O tym, że Nintendo w tańcu się nie p..atyczkuje wiadomo od dawna. Tym razem japońska firma pozywa streamera, który udostępnił transmisję gier przez ich oficjalną premierą. Nintendo domaga się kilku milionów dolarów.
Jeżeli chodzi o własność intelektualną i prawa autorskie to Nintendo ma na tym punkcie istnego fioła. Kilka lat temu zamknęła stronę udostępniającą za ROMy z Nes, których samo Nintendo i tak od dekad nie sprzedaje. Tym razem poszło o streamowanie gier jeszcze przed ich oficjalną premierą.
Konkretniej oberwał Jesse EveryGameGuru Keighin, który regularnie prowadził transmisje na żywo z gier, które jeszcze oficjalnie nie trafiły na rynek. Co ciekawe, Nintendo miało wcześniej kontaktować się ze streamerem, aby ten zaprzestał procederu. Ten jednak zlał japońskiego giganta ciepłym moczem. Nie trzeba było długo czekać na reakcję ze strony Nintendo. EveryGameGuru nadal publikował materiały z Mario & Luigi: Brothership i to na trzy tygodnie przed oficjalną premierą.
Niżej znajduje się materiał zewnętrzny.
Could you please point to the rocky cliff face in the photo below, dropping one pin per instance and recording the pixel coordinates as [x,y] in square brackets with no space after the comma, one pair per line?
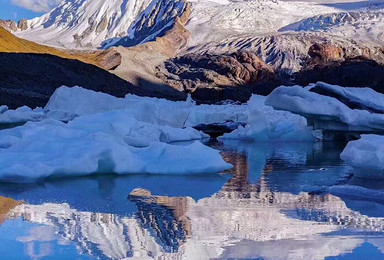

I jak to się mówi pałka się przegięła, według Insider Gaming, Nintendo domaga się odszkodowania w wysokości 150 tysięcy dolarów za każde naruszenie praw autorskich. Po podliczeniu wychodzi tego 7,5 miliona dolarów.
W czasie streamów Keighin miał otrzymywać wpłaty od widzów, co wg Nintendo jest promowaniem piractwa. Teraz będzie miał nad czym rozmyślać.